VAT receipts help boost revenue, but income tax below target
The amount of tax collected so far this year is €44m better than expected, even though income tax has fallen short.
Income tax is 6pc below the target for February, which runs counter to data showing a steady fall in unemployment.
But the Department of Finance said this was due to exit taxes on life assurance policies coming in below target.
So far this year, €7.47bn has been collected in taxes - €44m, or 0.6pc, ahead of target.
The total has been boosted by better-than-projected VAT receipts, which are €212m ahead of profile even though February was a non-VAT month.
The better-than-expected performance was helped in part by lower than projected repayments to companies.

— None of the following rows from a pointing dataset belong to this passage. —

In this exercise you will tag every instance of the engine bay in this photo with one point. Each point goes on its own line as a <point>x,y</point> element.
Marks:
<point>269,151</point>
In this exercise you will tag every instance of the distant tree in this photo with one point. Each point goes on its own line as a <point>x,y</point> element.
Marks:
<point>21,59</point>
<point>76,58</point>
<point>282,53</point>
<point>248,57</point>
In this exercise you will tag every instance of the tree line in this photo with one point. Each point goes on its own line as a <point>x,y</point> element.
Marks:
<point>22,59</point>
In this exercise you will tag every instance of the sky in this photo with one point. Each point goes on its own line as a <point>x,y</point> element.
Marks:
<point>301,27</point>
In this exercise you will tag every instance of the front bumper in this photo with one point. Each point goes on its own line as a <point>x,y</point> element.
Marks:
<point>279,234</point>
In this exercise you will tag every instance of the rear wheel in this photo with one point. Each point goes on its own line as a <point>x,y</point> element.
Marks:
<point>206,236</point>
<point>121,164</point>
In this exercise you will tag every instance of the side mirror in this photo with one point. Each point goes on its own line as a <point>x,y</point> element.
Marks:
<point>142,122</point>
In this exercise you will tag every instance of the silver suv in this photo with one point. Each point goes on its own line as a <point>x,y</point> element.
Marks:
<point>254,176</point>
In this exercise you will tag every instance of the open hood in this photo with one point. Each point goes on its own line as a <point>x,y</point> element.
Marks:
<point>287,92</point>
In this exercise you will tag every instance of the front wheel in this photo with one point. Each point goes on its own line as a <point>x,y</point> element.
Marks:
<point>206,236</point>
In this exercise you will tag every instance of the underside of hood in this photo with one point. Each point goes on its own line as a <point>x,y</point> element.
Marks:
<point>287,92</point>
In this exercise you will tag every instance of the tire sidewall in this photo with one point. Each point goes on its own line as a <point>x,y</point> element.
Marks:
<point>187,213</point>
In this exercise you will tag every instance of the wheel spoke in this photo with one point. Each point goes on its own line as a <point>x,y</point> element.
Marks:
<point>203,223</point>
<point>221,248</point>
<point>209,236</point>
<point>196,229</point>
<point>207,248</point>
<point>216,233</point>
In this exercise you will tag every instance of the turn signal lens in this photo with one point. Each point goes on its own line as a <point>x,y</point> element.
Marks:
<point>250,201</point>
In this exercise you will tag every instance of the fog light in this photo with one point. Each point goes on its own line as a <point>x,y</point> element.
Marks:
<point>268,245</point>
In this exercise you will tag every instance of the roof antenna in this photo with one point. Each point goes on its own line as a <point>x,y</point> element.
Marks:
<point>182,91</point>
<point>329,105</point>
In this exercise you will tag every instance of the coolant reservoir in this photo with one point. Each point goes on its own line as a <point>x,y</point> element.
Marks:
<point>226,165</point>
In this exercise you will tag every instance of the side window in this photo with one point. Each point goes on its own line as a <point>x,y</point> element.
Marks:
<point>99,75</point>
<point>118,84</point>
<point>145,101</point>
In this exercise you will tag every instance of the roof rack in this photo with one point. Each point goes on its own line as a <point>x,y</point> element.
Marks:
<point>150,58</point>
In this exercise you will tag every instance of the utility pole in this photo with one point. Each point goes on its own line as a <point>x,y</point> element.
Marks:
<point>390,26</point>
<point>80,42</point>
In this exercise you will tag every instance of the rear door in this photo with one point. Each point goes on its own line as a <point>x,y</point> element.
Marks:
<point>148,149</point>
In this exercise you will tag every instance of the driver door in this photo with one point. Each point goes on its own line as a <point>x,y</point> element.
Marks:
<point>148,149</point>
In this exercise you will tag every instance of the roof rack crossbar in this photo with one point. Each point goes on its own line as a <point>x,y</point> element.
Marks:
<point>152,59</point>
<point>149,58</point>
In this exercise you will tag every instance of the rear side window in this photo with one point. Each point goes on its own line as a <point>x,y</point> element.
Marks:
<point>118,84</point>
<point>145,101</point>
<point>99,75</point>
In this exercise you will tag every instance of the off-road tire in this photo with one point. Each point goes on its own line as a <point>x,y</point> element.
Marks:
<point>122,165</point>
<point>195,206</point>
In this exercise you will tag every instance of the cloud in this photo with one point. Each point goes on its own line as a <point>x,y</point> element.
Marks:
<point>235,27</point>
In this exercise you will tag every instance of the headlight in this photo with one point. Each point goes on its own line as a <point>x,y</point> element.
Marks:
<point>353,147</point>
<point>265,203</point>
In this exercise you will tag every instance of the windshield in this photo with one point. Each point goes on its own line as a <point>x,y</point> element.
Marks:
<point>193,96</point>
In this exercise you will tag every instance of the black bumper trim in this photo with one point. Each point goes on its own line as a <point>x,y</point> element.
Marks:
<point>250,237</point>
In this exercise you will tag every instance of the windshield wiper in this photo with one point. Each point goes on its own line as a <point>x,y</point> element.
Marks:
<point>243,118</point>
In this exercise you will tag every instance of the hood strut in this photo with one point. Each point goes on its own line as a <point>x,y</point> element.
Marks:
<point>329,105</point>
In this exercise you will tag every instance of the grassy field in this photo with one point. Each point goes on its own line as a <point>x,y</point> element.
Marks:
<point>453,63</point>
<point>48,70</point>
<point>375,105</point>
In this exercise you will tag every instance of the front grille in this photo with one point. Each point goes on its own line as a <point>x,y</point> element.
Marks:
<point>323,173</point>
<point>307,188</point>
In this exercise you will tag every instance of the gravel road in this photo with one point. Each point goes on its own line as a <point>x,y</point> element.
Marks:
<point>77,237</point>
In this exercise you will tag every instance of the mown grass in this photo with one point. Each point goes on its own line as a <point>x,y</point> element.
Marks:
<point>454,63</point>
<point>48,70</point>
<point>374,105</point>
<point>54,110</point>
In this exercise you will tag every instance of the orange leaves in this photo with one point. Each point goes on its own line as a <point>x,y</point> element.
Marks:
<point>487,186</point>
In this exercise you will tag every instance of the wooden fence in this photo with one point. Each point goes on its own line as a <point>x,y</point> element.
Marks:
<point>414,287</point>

Peter Vale, tax partner at Grant Thornton, said Finance Minister Michael Noonan would be hoping that ongoing strong VAT receipts and corporation tax collections prop up any further underperformances.
"However, longer term, both VAT and corporation tax receipts remain susceptible to developments elsewhere, including Brexit and potential US tax reform," he said.
Davy Stockbrokers struck a more upbeat tone, saying the data paints an encouraging picture.
"The highlight so far is VAT receipts, up 17pc on last year," Davy economist Conall Mac Coille said.
"The public finances are already €130m ahead of the Government's €1.2bn deficit target for 2017."
So far this year, income tax is 3.8pc below target, corporation tax is 4.7pc lower, excise is 7.3pc below, and stamp duty is 12.9pc under. VAT is 8.1pc above target.